Notre panorama de l’hydrogène suggère que les nouvelles applications de l’hydrogène, et la production d’hydrogène vert suscitent un engouement certain, notamment dans des pays comme le Japon, la Chine ou l’Allemagne. Les entreprises françaises se montrent également très innovantes dans ce domaine. Quoique sans doute moins présent dans les esprits que les nouvelles batteries électriques, l’hydrogène a le potentiel technologique pour jouer un rôle central dans la transition énergétique.

 

(1) Les estimations varient entre 50 et 70 M kT.

(2) Les formules qui caractérisent les deux principales réactions impliquées dans le vaporeformage du méthane sont les suivantes : 

CH4 + H2O → CO + 3H2
CO + H2O → CO2 + H2
Sachant que la masse molaire du CO2 est de 44,01 g/mol, et celle du H2 de 2,01588 g/mol, la différence de masse correspond à un facteur de 5,47 environ. Le facteur de dix utilisé ci-dessus intègre d’autres émissions liées au processus industriel.

(3) Sans compter la production à partir de houille, à l’origine de l’expression usine à gaz. La dernière usine à gaz en France a fermé en 1971.

(4) Notons qu’il existe aussi des projets alternatifs de production d’hydrogène zéro émission à partir d’hydrocarbures (pyrolyse de méthane, injection d’oxygène dans des sables bitumineux…).

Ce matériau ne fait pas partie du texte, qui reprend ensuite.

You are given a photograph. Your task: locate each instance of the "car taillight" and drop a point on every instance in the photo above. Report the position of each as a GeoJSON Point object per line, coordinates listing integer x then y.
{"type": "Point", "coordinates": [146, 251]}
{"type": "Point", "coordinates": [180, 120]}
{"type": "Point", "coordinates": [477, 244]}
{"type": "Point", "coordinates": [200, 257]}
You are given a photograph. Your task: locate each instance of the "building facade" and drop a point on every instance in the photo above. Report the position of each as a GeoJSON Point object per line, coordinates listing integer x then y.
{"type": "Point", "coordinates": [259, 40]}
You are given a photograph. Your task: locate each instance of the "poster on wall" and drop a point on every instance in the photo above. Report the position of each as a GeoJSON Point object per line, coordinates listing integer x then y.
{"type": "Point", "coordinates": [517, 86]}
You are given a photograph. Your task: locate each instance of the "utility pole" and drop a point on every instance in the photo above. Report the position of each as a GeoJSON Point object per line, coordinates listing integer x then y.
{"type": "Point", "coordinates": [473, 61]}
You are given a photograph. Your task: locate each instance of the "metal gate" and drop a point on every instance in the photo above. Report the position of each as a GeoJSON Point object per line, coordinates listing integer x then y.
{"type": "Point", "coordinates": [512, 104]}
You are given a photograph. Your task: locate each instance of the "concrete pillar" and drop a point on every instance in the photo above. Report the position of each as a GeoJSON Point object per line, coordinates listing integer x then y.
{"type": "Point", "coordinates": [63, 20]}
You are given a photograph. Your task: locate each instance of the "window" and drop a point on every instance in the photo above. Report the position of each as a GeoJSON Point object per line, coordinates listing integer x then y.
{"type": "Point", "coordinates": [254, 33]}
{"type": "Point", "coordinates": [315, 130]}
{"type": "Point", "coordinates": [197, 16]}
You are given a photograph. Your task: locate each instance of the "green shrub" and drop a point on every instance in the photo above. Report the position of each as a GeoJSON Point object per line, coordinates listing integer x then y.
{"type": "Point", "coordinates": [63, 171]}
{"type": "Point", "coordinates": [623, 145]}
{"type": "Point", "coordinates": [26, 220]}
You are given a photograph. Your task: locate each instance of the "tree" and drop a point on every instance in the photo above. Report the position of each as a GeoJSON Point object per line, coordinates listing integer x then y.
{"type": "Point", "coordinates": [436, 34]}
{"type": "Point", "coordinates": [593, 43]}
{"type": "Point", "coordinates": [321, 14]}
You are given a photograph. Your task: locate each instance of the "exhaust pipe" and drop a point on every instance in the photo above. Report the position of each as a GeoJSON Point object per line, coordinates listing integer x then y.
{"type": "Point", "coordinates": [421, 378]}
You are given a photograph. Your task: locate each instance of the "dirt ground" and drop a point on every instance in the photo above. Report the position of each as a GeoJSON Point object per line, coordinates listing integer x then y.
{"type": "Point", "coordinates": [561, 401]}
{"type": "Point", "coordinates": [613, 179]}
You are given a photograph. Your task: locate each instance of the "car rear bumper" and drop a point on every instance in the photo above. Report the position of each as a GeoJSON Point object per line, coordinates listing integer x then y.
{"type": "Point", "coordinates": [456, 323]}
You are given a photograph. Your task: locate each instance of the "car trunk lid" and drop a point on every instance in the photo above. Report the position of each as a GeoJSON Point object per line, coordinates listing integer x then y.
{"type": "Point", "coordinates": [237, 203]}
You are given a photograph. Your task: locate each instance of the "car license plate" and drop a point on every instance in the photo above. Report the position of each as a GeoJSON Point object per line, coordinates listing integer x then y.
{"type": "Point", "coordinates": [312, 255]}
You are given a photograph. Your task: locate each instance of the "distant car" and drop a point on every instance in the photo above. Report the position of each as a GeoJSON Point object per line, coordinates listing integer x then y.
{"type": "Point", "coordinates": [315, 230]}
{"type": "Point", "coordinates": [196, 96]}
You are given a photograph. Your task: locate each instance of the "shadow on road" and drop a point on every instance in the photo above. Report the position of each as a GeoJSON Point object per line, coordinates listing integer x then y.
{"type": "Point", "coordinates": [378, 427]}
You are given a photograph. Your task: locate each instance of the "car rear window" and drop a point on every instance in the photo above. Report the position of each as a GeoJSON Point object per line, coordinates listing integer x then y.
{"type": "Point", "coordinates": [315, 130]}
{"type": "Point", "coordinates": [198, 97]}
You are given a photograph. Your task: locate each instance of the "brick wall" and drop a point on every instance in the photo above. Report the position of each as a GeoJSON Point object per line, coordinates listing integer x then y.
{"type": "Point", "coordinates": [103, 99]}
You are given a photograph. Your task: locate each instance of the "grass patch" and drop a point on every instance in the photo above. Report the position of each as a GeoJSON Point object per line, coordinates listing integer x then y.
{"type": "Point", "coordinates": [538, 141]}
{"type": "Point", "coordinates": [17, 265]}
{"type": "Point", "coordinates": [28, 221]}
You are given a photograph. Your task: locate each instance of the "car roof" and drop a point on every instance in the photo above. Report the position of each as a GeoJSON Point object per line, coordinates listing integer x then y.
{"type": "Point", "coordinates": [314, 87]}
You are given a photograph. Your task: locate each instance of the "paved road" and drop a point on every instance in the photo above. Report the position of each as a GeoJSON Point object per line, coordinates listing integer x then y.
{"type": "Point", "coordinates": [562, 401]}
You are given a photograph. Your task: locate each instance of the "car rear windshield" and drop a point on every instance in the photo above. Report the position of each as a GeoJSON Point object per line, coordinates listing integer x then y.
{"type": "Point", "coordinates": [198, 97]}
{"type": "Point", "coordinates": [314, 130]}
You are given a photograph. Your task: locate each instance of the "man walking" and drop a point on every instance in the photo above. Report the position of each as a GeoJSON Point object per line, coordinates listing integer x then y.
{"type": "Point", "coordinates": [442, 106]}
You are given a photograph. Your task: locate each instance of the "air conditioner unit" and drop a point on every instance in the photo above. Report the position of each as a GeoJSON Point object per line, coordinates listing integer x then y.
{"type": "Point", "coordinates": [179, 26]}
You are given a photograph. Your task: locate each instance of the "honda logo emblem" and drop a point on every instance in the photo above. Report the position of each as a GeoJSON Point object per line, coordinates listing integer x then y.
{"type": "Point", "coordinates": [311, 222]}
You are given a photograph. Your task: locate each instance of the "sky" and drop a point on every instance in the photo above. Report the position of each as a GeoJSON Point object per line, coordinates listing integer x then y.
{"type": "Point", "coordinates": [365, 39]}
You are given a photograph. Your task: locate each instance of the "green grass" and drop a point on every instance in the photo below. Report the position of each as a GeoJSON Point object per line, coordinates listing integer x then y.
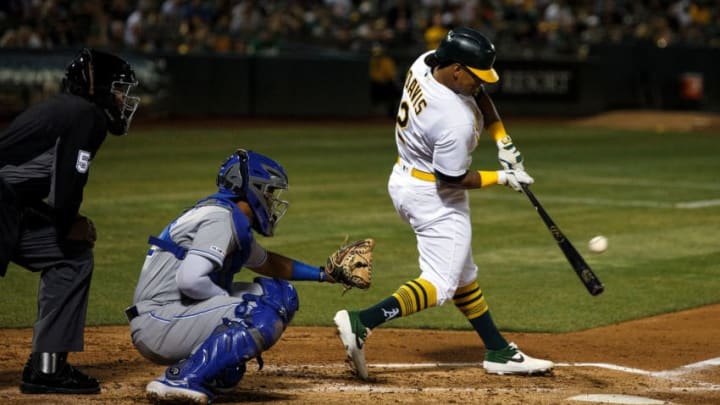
{"type": "Point", "coordinates": [624, 185]}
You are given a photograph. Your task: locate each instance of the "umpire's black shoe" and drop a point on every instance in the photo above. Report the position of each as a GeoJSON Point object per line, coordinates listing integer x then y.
{"type": "Point", "coordinates": [67, 380]}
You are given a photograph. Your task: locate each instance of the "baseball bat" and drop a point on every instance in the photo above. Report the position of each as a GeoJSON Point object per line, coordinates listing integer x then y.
{"type": "Point", "coordinates": [587, 276]}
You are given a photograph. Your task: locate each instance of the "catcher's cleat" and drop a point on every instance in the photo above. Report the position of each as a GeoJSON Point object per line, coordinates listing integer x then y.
{"type": "Point", "coordinates": [353, 335]}
{"type": "Point", "coordinates": [511, 360]}
{"type": "Point", "coordinates": [164, 391]}
{"type": "Point", "coordinates": [67, 380]}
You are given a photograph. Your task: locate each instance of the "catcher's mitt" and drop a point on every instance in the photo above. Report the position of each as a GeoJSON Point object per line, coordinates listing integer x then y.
{"type": "Point", "coordinates": [351, 265]}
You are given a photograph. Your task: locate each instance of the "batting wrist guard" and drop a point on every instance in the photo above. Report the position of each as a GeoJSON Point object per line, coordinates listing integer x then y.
{"type": "Point", "coordinates": [488, 177]}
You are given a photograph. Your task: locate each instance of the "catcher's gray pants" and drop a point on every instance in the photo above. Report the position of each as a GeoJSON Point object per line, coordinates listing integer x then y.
{"type": "Point", "coordinates": [167, 333]}
{"type": "Point", "coordinates": [65, 273]}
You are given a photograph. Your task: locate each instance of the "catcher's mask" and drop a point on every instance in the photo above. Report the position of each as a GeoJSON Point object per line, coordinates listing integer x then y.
{"type": "Point", "coordinates": [105, 80]}
{"type": "Point", "coordinates": [258, 180]}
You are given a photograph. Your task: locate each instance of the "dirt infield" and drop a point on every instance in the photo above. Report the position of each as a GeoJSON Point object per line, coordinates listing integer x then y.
{"type": "Point", "coordinates": [673, 358]}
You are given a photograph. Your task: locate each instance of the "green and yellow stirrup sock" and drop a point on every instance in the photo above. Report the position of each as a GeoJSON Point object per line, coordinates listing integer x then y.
{"type": "Point", "coordinates": [470, 301]}
{"type": "Point", "coordinates": [411, 297]}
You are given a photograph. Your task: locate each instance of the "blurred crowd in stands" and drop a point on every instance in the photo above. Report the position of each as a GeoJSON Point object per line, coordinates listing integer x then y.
{"type": "Point", "coordinates": [556, 27]}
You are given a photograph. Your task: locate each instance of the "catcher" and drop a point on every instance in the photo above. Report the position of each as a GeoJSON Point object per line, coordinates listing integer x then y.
{"type": "Point", "coordinates": [188, 313]}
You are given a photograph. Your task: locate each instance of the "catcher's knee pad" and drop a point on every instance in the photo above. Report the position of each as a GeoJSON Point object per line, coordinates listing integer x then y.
{"type": "Point", "coordinates": [231, 345]}
{"type": "Point", "coordinates": [268, 315]}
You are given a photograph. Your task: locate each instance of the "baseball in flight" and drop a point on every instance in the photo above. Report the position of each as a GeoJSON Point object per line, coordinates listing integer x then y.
{"type": "Point", "coordinates": [598, 244]}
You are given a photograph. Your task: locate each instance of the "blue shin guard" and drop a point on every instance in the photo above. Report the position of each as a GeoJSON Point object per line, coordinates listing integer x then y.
{"type": "Point", "coordinates": [219, 362]}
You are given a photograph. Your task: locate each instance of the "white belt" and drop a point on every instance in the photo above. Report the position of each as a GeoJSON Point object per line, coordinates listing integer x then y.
{"type": "Point", "coordinates": [418, 174]}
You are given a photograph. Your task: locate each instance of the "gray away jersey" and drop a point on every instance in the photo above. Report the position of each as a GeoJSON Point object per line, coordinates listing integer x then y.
{"type": "Point", "coordinates": [207, 231]}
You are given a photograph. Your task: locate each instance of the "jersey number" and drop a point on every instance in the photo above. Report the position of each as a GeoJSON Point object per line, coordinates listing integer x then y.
{"type": "Point", "coordinates": [403, 115]}
{"type": "Point", "coordinates": [83, 163]}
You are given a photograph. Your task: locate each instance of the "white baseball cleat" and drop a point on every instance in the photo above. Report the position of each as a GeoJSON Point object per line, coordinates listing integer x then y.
{"type": "Point", "coordinates": [165, 392]}
{"type": "Point", "coordinates": [353, 334]}
{"type": "Point", "coordinates": [511, 360]}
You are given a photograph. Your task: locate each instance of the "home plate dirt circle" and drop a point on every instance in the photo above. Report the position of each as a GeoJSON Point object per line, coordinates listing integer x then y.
{"type": "Point", "coordinates": [616, 399]}
{"type": "Point", "coordinates": [672, 358]}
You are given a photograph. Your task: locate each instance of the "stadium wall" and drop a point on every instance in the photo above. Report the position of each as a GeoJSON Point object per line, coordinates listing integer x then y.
{"type": "Point", "coordinates": [337, 84]}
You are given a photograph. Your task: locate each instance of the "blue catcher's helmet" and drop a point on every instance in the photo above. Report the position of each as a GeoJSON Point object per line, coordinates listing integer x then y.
{"type": "Point", "coordinates": [258, 180]}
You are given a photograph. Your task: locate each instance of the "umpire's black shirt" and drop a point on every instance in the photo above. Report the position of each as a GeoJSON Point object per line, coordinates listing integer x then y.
{"type": "Point", "coordinates": [45, 154]}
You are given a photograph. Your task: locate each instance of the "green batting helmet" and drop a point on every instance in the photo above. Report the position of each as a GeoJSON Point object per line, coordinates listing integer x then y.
{"type": "Point", "coordinates": [471, 49]}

(5) Le spatial est le secteur pour lequel les applications modernes de l’hydrogène, notamment énergétiques, ont été développées et industrialisées en premier au cours des années 1960 et 1970. C’est aussi, jusqu’ici, le seul secteur capable de supporter les coûts d’exploitation élevés de ce vecteur d’énergie.

(6) Il existe de nombreux types de PAC. Parmi les plus exotiques : la PAC à base d’urine et de nano-poudre d’aluminium, issue de la recherche militaire américaine.

(7) D’ailleurs plus personne ne se souvient de la Hydrogen 7.